In the trace reconstruction problem, an unknown source string $x \in \{0,1\}^n$ is sent through a probabilistic deletion channel which independently deletes each bit with probability $\delta$ and concatenates the surviving bits, yielding a trace of $x$. The problem is to reconstruct $x$ given independent traces. This problem has received much attention in recent years both in the worst-case setting where x may be an arbitrary string in $\{0,1\}^n$ \cite{DOS17,NazarovPeres17,HHP18,HL18,Chase19} and in the average-case setting where $x$ is drawn uniformly at random from $\{0,1\}^n$ \cite{PeresZhai17,HPP18,HL18,Chase19}.
This paper studies trace reconstruction in the smoothed analysis setting, in which a ``worst-case'' string $x^{\worst}$ is chosen arbitrarily from $\{0,1\}^n$, and then a perturbed version $\bx$ of $x^{\worst}$ is formed by independently replacing each coordinate by a uniform random bit with probability $\sigma$. The problem is to reconstruct $\bx$ given independent traces from it.

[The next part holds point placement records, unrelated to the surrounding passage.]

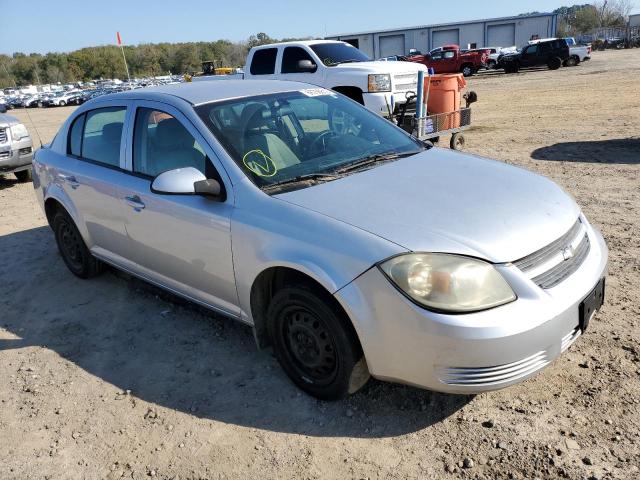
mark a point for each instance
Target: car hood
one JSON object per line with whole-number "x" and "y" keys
{"x": 444, "y": 201}
{"x": 383, "y": 67}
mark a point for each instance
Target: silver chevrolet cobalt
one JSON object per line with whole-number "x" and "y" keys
{"x": 350, "y": 247}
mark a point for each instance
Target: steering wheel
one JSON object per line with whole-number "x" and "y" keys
{"x": 321, "y": 139}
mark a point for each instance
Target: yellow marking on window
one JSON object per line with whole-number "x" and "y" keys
{"x": 262, "y": 166}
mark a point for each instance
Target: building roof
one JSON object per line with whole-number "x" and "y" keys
{"x": 204, "y": 91}
{"x": 439, "y": 25}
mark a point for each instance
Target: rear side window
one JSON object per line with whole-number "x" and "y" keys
{"x": 102, "y": 135}
{"x": 291, "y": 57}
{"x": 75, "y": 137}
{"x": 264, "y": 61}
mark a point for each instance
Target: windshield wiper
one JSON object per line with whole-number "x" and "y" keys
{"x": 308, "y": 177}
{"x": 371, "y": 160}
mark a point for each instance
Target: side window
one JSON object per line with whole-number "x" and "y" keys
{"x": 264, "y": 61}
{"x": 161, "y": 143}
{"x": 291, "y": 57}
{"x": 74, "y": 144}
{"x": 103, "y": 135}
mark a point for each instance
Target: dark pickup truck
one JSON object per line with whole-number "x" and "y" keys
{"x": 450, "y": 59}
{"x": 552, "y": 53}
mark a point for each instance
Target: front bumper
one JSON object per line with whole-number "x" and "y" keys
{"x": 476, "y": 352}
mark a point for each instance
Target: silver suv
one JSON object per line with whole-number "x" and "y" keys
{"x": 348, "y": 245}
{"x": 16, "y": 148}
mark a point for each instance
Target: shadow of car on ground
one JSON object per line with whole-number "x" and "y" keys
{"x": 622, "y": 151}
{"x": 171, "y": 353}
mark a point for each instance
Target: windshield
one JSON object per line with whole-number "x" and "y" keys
{"x": 280, "y": 137}
{"x": 332, "y": 54}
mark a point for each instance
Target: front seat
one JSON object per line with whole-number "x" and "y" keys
{"x": 175, "y": 148}
{"x": 257, "y": 136}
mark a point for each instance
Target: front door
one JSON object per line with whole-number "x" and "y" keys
{"x": 91, "y": 174}
{"x": 182, "y": 242}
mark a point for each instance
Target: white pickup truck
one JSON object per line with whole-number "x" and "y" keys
{"x": 380, "y": 86}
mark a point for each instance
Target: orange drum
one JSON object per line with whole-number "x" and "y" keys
{"x": 443, "y": 94}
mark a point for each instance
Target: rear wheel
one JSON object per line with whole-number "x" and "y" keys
{"x": 467, "y": 70}
{"x": 314, "y": 343}
{"x": 554, "y": 63}
{"x": 23, "y": 175}
{"x": 72, "y": 248}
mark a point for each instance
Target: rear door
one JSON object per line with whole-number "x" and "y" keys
{"x": 182, "y": 242}
{"x": 92, "y": 173}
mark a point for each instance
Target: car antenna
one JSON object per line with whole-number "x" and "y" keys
{"x": 15, "y": 85}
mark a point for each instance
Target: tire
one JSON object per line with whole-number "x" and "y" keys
{"x": 554, "y": 63}
{"x": 467, "y": 70}
{"x": 314, "y": 343}
{"x": 72, "y": 248}
{"x": 457, "y": 142}
{"x": 24, "y": 175}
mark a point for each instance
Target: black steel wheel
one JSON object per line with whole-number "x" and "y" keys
{"x": 72, "y": 248}
{"x": 314, "y": 344}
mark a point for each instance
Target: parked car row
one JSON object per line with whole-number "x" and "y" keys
{"x": 75, "y": 96}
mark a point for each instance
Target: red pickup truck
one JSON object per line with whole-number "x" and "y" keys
{"x": 449, "y": 59}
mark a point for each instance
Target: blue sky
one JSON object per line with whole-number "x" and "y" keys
{"x": 43, "y": 26}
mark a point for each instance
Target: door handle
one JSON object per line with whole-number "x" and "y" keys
{"x": 71, "y": 180}
{"x": 135, "y": 202}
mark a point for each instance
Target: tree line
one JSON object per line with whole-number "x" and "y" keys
{"x": 106, "y": 61}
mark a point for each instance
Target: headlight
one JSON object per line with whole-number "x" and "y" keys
{"x": 19, "y": 131}
{"x": 380, "y": 83}
{"x": 448, "y": 283}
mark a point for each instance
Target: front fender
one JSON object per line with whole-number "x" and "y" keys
{"x": 276, "y": 233}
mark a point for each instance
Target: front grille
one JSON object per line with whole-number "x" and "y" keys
{"x": 552, "y": 264}
{"x": 406, "y": 82}
{"x": 487, "y": 376}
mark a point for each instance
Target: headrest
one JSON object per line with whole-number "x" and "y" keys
{"x": 171, "y": 134}
{"x": 253, "y": 116}
{"x": 112, "y": 132}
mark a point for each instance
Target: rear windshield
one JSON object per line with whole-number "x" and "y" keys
{"x": 332, "y": 54}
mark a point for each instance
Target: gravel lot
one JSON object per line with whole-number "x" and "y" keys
{"x": 111, "y": 378}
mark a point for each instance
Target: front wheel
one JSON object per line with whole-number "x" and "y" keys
{"x": 314, "y": 343}
{"x": 457, "y": 141}
{"x": 72, "y": 248}
{"x": 24, "y": 175}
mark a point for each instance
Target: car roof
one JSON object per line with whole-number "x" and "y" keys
{"x": 205, "y": 91}
{"x": 299, "y": 42}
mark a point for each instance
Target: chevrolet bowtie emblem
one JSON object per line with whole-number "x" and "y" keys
{"x": 567, "y": 252}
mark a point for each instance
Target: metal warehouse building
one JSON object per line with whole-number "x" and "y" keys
{"x": 495, "y": 32}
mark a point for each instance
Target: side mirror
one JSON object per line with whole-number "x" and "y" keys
{"x": 185, "y": 181}
{"x": 306, "y": 66}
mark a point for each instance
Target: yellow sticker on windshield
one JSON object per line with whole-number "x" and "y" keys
{"x": 259, "y": 163}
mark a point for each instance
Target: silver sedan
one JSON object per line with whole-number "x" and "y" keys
{"x": 350, "y": 247}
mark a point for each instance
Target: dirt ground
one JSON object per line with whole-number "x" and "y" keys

Our main result is an algorithm which, for any constant perturbation rate $\sigma$ and any constant deletion rate $\delta$, uses $\poly(n)$ running time and traces and succeeds with high probability in reconstructing the string $\bx$. This stands in contrast with the worst-case version of the problem, for which $\exp(O(n^{1/3}))$ is the best known time and sample complexity \cite{DOS17,NazarovPeres17}. Our approach is based on reconstructing $\bx$ from the multiset of its short subwords and is quite different from previous algorithms for either the worst-case or average-case versions of the problem. The heart of our work is a new $\poly(n)$-time procedure for reconstructing the multiset of all $O(log n)$-length subwords of any source string $x \in \{0,1\}^n$ given access to traces of $x$.